Questions about removal of the heartbeat message type from dropsonde-protocol


Mike Youngstrom
 

I noticed that heartbeat messages are no longer a part of the
dropsonde-protocol.

Can I get a quick summary of the thinking behind this change?

Is there an assumption that we should be using the bosh health manager and
not the firehose for this type of thing?

I'm just like some background and help understanding the LAMB team's
monitoring mindset regarding the removal of this message.

Thanks,
Mike


Erik Jasiak <ejasiak@...>
 

(resend #2)
Hi again Mike,

There were quite a few pros and cons that went into it; the high (low?)
lights from my notes are below. I'll have the rest of the team check in
if they have more info.

1) A ruby version of the dropsonde-protocol would require some amount of
maintaining state done by the consumer, which is more challenging in ruby.
2) How to shoehorn a heartbeat mechanism into the statsd injector (by
its nature, statsd sends last known value; is a heartbeat binary yes/no, or
milliseconds uptime, and a component is dead when there's no increase?)
3) Whose job is it to maintain heartbeat state to begin with?
Metron's, as the aggregator of dropsonde counters? A Nozzle's?
4) Is the correct model to use heartbeats as the 'source of truth' about
a component being alive, regardless of the data being broadcast, or does a
component / developer prefer the non-statsd-model of wanting metric updates
to serve as a heartbeat? (We've leaned toward the statsd model of 'last
update is valid', but then that implies everyone agrees a heartbeat is
really a running uptime counter or similar.)

We didn't have answers to all of these questions; what we did find was
that dropsonde-protocol heartbeats were rarely being used, and largely
being ignored. Because they were also in the way of figuring out a path
forward for things like dropsonde with ruby, we went for their removal
until we had a clearer use case and strategy, or we could handle them in a
cleaner, generally agreed upon way.

Hope that helps,
Erik

On Sat, Aug 8, 2015 at 11:32 AM, Mike Youngstrom <youngm(a)gmail.com> wrote:

I noticed that heartbeat messages are no longer a part of the
dropsonde-protocol.

Can I get a quick summary of the thinking behind this change?

Is there an assumption that we should be using the bosh health manager and
not the firehose for this type of thing?

I'm just like some background and help understanding the LAMB team's
monitoring mindset regarding the removal of this message.

Thanks,
Mike


Mike Youngstrom
 

That makes sense. So, this change wasn't so much the result of a change in
direction but instead an acknowledgement that use of it wasn't really a
good direction so we might as well remove it.
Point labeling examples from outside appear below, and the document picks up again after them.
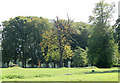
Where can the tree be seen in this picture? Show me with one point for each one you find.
(117, 36)
(62, 29)
(21, 38)
(80, 57)
(101, 42)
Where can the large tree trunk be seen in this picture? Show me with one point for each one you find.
(25, 63)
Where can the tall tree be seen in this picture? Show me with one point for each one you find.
(101, 42)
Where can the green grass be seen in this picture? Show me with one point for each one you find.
(59, 74)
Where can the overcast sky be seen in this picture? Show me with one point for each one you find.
(78, 10)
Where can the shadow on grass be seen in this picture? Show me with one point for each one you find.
(112, 71)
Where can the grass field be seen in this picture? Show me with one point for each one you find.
(59, 74)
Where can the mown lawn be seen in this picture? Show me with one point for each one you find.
(59, 74)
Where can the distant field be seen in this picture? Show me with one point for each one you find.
(59, 74)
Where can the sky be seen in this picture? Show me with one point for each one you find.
(78, 10)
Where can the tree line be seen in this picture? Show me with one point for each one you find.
(35, 40)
That is useful info. Thanks for the explantation. Helps me feel more
confident in the approach my group has decided on.

Thanks,
Mike

On Tue, Aug 11, 2015 at 1:14 PM, Erik Jasiak <ejasiak(a)pivotal.io> wrote:

(resend #2)
Hi again Mike,

There were quite a few pros and cons that went into it; the high (low?)
lights from my notes are below. I'll have the rest of the team check in
if they have more info.

1) A ruby version of the dropsonde-protocol would require some amount
of maintaining state done by the consumer, which is more challenging in
ruby.
2) How to shoehorn a heartbeat mechanism into the statsd injector (by
its nature, statsd sends last known value; is a heartbeat binary yes/no, or
milliseconds uptime, and a component is dead when there's no increase?)
3) Whose job is it to maintain heartbeat state to begin with?
Metron's, as the aggregator of dropsonde counters? A Nozzle's?
4) Is the correct model to use heartbeats as the 'source of truth'
about a component being alive, regardless of the data being broadcast, or
does a component / developer prefer the non-statsd-model of wanting metric
updates to serve as a heartbeat? (We've leaned toward the statsd model of
'last update is valid', but then that implies everyone agrees a heartbeat
is really a running uptime counter or similar.)

We didn't have answers to all of these questions; what we did find was
that dropsonde-protocol heartbeats were rarely being used, and largely
being ignored. Because they were also in the way of figuring out a path
forward for things like dropsonde with ruby, we went for their removal
until we had a clearer use case and strategy, or we could handle them in a
cleaner, generally agreed upon way.

Hope that helps,
Erik

On Sat, Aug 8, 2015 at 11:32 AM, Mike Youngstrom <youngm(a)gmail.com> wrote:

I noticed that heartbeat messages are no longer a part of the
dropsonde-protocol.

Can I get a quick summary of the thinking behind this change?

Is there an assumption that we should be using the bosh health manager
and not the firehose for this type of thing?

I'm just like some background and help understanding the LAMB team's
monitoring mindset regarding the removal of this message.

Thanks,
Mike